Editor's Note: Bullet Points occasionally reviews novel-length speculative fiction written by retired or active military members. Please reach out if you'd like to see a particular work reviewed.

To call Zac Topping’s Wake of War a military thriller would be an understatement. It is at once more thrilling and more disturbing than that. In this debut novel from Zac Topping, who served two tours in Iraq, the combat sequences are so real and morally fraught that it feels almost like nonfiction. The book follows a host of characters on a collision course of ideologies, tactics, and ambitions, and it leaves very little wanting for those who know war.

In other words, Wake of War isn’t one of those cartoonish books that paints war in simplistic, black-and-white terms. Rather, it is a book that approaches war’s essence, its essential nature, as Clausewitz calls it, rather than simply describing its character. This is a thrilling feat indeed.

Wake of War receives 4 out of 5 bullets because the characters that Topping creates are compelling. They are case studies in that old adage: “the more war changes, the more it stays the same.” The novel follows three main characters: Trent, a kid who joins the U.S. Army to pay for college but winds up in the infantry instead; Markus, a late-career private military contractor who must balance the welfare of his team against the questionable ethics of his mission; and Sam, an ice-in-her-veins rebel sniper bent on eliminating as many U.S. military members as possible.
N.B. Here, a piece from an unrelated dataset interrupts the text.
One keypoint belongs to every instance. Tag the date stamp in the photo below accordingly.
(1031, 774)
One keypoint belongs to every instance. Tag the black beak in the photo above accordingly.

These characters collide in various states of enmity and cooperation on the battlefield, and their stories intertwine in satisfying ways by the end of the novel. In the context of a crumbling American political system in the year 2037, these characters offer a frightening picture of what a cataclysmic American internal decline would look like.

Wake of War’s descent into civil war does leave this scholar of Middle East conflict with a glaring question, though. How in the foxtrot does Salt Lake in 2037 feel so much like Sadr City in 2003? I went to school in Provo, Utah, just down I-15 from where Wake of War is set, and the description of Salt Lake in the novel presupposes a nearly complete loss of social, human, and material capital from what Salt Lake is today. The fabric of society in Salt Lake has unraveled completely, with trash on the streets, decrepit infrastructure, and a tolerance for criminality that fit squarely in the dusty cities of central Iraq in the early 2000s. I, for one, want to know how this happened, so I hope to high heaven that Topping writes another book, and that it’s a prequel.

This should not overshadow what Topping has pulled off here. For him, war is real, and it comes out in this novel, in all its chilling complexity. The late Kenneth Waltz, a preeminent scholar of international relations, wrote, “Asking who won a given war… is like asking who won the San Francisco earthquake.” Wake of War is so thrilling and disturbing in its realism because its characters, to quote Waltz again, “suffer varying levels of defeat.” This frankness about war is precisely why Wake of War needs to be read by everyone who thinks that war is just a game, and even those who have already figured out that it’s nothing of the sort.


Zac Topping spent his formative years on the move, as some do, and it was in the fifth grade where he found an outlet for his active imagination through writing. After high school he joined the U.S. Army, where he served in an artillery unit out of Fort Bragg (soon to become Fort Liberty). He served for four and a half years with two tours in Iraq. He currently lives with his wife in a quiet farm town in Connecticut and is a firefighter for the city he grew up in. Wake of War is available wherever books are sold.